第三十話「決戦前までのカウントダウン」

 Side 緋田 キンジ


 =レギンレイヴ艦内・ブリーフィングルーム=


 ブリーフィングルームに集まり、現在の状況を聞く。

 想像以上にトントン拍子で物事が上手く進み、防衛チームの戦いも散発的な物で特に被害らしい被害はなかった。


「取り合えず状況を纏めるとこうだ」


 と、佐伯 麗子が状況を説明する。


「ドラゴンクロウは事実上消滅。残党が暴れる可能性があるが、その対処はディメンションクロスに任せるしかないだろう」


 佐伯 麗子は「次に――」と解説をアジア連に移す。


「アジア連は現在内乱中で此方側に戦力を割くのが難しい状態だ。それを利用して一先ず休戦条約に持ち込みたいのが普通だが――なにぶん外交チャンネルがないため、暫くは日本政府のお偉方とディメンションクロスの上の方、最悪他の協力勢力とで平和の道を探る形になりそうだ」


 それに皇子であるフィアも頷いた。

 彼もこの世界へのゲートがある以上他人事ではないからだ。


「最後にザイラム軍だが――現在激しい戦闘状態に陥っているらしい。相手はディアボロスの軍勢だ。戦況はザイラム軍が不利で長くは持たないだろうとの事だ」


 そこまで聞いて俺は――


「どの道ザイラム軍にはお伺いしなくちゃならないからな――行くしかないだろう」


 と、決断した。


「賭けになるな――どの道、整備と補給を万全にしたい。

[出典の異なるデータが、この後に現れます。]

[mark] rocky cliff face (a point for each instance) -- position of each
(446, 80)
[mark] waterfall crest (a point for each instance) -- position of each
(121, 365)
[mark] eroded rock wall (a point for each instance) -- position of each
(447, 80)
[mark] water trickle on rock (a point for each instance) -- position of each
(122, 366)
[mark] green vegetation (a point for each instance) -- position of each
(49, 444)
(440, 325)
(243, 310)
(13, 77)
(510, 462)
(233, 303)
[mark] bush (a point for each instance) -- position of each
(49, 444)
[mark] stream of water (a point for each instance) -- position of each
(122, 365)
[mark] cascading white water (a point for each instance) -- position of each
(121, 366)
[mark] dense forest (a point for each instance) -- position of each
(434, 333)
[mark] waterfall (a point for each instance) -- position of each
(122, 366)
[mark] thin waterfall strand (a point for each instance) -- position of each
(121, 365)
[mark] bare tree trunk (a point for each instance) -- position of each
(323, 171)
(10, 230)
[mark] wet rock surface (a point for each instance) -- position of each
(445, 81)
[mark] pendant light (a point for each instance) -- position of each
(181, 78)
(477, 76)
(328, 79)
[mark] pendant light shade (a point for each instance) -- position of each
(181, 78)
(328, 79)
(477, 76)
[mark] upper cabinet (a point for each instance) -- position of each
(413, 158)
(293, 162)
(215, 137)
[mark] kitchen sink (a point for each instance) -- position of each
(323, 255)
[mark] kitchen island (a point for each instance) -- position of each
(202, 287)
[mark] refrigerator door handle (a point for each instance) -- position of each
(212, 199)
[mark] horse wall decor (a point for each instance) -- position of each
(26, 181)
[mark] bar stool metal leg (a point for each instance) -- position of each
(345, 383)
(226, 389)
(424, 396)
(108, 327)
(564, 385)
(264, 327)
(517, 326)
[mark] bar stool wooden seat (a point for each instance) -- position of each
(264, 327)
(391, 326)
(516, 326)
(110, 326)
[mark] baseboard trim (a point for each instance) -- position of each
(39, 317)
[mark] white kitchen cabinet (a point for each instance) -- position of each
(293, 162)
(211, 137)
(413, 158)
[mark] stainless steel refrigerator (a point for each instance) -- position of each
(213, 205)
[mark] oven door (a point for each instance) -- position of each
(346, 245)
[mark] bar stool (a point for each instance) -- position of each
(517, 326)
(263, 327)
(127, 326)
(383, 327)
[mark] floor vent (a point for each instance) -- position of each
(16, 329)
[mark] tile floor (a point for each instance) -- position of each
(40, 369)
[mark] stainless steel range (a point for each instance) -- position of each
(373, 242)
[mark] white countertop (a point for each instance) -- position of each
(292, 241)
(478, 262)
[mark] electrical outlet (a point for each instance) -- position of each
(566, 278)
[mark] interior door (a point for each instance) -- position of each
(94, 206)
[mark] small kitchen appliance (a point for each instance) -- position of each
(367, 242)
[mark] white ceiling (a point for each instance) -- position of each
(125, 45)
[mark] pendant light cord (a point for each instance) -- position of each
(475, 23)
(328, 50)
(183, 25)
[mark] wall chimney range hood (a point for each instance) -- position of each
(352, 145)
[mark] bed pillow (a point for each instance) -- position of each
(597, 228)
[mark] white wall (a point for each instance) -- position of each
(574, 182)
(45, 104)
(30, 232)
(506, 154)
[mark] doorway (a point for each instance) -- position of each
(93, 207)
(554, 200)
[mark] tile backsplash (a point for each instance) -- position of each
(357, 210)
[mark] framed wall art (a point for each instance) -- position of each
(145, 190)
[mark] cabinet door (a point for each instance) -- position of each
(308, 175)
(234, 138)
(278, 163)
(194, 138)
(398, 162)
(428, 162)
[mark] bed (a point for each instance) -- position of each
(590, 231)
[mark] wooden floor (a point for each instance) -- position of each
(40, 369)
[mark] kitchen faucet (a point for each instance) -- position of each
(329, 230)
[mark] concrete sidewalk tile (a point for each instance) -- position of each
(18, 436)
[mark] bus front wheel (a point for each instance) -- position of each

その上でディメンションクロスの部隊と合流し、ザイラム軍の方面へと向かう」


 との事だった。



「これが俺達の部隊の新型機か」


 アインブラッド・ガンブラスト。

 見た目その物は依然と変わらない。


「俺のも新型か」

 

 キョウスケも新型だ。

 バレル・レイヴン。

 バレル・リヴァイヴにフライトユニットや大型の火器とシールドをつけたような感じだ。


「私のも新型機になってる」


 リオのゲイル・リヴァイヴもアインブラッドタイプになっていた。

 アインブラッド・ヴィント

 武装やカラーリングそのものはゲイル・リヴァイヴの頃から変わりはないが、性能は桁違いによくなっているそうだ。


「おお、私も新型機!?」


 そしてパンサーのジェネⅢも新型機になっていた。

 漆黒のパワーローダー、レオパルト。

 ジェネⅢの機体コンセプトをそのまま強化、発展させたような外観をしている。

 大きな背中のウイングバインダーや各部についたブースターが特徴的だ。



 機体の慣らし運転がてら模擬戦をしようとしたところで敵襲である。

 相手は――ディアボロスの軍勢、モンスター軍団である。


 と言うか――


『なんでパワーローダーやマジックメイルにゼレーナまで混じってんだ?』


 愚痴りながら迎撃する。

 流石最新鋭気にチューンアップされただけあって嘘のように動作が軽い。

 パワーローダーを身に纏っている感覚がない。

 

 リオもパンサーも全ての潜在能力が解放されたかのように次々と敵を落としていく。

 

 だがそれよりも敵の混成具合振りが気になった。


『恐らくだがディアボロスが生み出したコピーだろう』


 と、谷村君が言う。

 谷村君はアインブラッド・シュバルツセイバーのバインダーブレード二刀流で次々と敵を斬りはらっていく。


 これが本来の谷村君の戦い方なのだろう。


『そんな事まで出来るのか――』


 などと言いながら敵をミサイルやキャノン砲、アサルトライフルで撃ち落としていく。



 戦闘その物は早期に終わったが急速にディアボロスの軍勢による被害が大きくなっているらしい。


 俺達は急いでザイラム軍の出現ゲートへと駆け付けた。